Revision: 1.3
Extracting information from an encyclopedic corpus of botanic may be
done by hand but it is a long and tedious work. More and more, it
becomes interesting and possible to speed-up the process by
automatizing it but still keeping an human expert for validation.
Among the different kind of information that may be extracted from a
botanic corpus, we can cite terminology, conceptual information to
model a specialized domain (for instance African tropical flora),
and descriptions of a set of plants that follows the conceptual model.

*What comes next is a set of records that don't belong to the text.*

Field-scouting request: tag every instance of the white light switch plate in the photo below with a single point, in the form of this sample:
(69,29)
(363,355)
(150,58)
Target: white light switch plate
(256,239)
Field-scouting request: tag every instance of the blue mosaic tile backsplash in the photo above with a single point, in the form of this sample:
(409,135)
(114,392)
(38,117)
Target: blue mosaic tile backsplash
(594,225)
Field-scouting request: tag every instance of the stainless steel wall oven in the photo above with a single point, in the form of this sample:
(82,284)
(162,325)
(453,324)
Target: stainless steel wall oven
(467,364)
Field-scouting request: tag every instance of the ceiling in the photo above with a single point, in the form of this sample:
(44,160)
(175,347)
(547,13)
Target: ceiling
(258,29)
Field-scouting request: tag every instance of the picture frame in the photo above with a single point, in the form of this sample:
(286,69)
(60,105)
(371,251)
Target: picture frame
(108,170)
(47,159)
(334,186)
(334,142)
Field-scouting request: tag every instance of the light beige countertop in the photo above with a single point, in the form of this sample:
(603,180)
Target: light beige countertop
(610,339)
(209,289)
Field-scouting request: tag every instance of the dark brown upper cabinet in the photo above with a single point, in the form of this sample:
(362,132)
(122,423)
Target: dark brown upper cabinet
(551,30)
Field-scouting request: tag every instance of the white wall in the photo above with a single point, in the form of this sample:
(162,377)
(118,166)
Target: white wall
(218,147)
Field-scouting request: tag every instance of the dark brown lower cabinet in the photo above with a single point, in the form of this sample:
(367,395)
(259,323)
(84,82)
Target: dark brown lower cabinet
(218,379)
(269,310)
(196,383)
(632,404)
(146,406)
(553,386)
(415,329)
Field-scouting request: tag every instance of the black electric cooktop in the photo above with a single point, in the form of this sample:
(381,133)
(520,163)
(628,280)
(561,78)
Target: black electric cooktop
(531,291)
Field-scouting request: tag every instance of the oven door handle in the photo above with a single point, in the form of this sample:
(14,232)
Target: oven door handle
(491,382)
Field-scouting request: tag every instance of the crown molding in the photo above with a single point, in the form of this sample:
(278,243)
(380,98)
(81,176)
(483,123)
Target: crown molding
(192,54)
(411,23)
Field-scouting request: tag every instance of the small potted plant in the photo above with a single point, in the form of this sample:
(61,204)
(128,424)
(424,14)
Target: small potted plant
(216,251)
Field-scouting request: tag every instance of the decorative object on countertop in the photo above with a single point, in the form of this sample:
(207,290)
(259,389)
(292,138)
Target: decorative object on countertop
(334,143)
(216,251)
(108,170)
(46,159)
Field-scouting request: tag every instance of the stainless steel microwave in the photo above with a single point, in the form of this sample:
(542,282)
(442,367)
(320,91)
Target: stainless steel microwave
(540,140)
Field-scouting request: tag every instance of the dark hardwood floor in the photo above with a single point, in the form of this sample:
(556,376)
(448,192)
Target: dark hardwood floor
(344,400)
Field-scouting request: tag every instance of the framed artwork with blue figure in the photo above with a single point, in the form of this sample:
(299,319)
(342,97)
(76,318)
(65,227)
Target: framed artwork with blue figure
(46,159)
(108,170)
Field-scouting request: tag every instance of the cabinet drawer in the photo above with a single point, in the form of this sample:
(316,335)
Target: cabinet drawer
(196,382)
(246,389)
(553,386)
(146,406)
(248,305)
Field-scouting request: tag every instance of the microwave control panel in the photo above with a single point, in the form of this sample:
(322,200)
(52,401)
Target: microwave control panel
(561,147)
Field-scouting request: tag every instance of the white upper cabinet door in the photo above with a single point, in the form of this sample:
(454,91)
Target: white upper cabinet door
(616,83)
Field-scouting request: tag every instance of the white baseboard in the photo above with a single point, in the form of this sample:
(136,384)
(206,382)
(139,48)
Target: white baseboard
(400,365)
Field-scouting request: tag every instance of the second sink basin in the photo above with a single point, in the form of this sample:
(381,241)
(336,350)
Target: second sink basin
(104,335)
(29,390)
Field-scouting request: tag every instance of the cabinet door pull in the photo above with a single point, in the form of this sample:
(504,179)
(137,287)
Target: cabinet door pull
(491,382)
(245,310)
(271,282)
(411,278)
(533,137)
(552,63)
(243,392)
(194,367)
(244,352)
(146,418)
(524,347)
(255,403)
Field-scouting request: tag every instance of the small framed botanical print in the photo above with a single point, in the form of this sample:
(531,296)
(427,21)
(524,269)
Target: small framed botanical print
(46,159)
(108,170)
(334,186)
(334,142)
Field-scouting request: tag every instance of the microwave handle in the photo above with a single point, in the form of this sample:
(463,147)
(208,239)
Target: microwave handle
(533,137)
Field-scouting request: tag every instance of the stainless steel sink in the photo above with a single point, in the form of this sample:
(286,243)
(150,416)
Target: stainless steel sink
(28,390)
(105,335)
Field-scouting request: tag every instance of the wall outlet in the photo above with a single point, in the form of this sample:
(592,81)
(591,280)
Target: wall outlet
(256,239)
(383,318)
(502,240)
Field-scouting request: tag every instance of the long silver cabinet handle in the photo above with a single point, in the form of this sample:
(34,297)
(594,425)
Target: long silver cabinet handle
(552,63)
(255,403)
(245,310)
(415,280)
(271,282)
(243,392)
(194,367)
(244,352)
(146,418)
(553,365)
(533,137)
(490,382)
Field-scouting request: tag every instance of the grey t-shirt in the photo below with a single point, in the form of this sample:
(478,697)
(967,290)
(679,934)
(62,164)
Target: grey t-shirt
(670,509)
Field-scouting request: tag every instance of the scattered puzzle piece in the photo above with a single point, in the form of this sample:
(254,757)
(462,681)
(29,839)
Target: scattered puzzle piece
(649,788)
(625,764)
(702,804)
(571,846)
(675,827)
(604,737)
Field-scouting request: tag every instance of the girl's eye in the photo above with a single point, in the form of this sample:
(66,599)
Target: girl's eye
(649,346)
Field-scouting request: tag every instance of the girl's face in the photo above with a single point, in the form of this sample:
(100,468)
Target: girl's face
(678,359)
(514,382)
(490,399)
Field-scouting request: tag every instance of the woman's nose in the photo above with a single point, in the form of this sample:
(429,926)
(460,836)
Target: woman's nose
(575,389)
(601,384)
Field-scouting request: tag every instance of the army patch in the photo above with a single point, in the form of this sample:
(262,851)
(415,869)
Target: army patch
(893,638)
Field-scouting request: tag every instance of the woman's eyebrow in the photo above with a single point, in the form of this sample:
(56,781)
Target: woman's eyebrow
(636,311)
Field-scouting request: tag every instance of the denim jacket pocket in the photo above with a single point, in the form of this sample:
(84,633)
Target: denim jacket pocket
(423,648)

The group ATOLL at INRIA Rocquencourt is interested in this area of
research for different reasons. The group is primarily concerned with
parsing for natural language and we believe that parsing is a key
component for knowledge acquisition tasks from textual documents.
Actually, we are already involved through participations to an ARC RLT
(Resources
Linguistiques pour les TAGs) and to the working group A3CTE
(Applications,
Apprentissage, Acquisition de Connaissances à partir de Textes
Electroniques). For the European project
TermIT, we also get
some expertise in the domains of the conceptual structures such as
thesaurus, ontologies, and semantic networks, and of the knowledge
representation languages (conceptual graphs, descriptive logics).
Finally, the group has worked on the issues of structuring and
representing documents and linguistic resources (using for instance
XML, and more anciently, using the systems Mentor and Centaur), issues
that are relevant when processing encyclopedic corpus with a strong
underlying structure.
The corpus of flora that we have examined seem to be promising for
these tasks of acquisition. Indeed, they are strongly structured,
following relatively precise patterns of presentation. Style is
relatively formal in some parts (descriptive parts) and freer in
others (explicative parts), allowing to test the dependence of
acquisition w.r.t. style. More over, the corpus present a rich but
very uncommon vocabulary to describe, for instance, colors, textures,
and shapes. This vocabulary will not be found in available electronic
dictionaries and will require a phase of extraction. Botanic
conceptual models are not trivial but seems relatively well delimited
and organized, having been developped over a long period of time. It
means that a large knowledge can be instilled at the beginning of the
acquisition process by an expert and that validation of extracted
knowledge should be easier.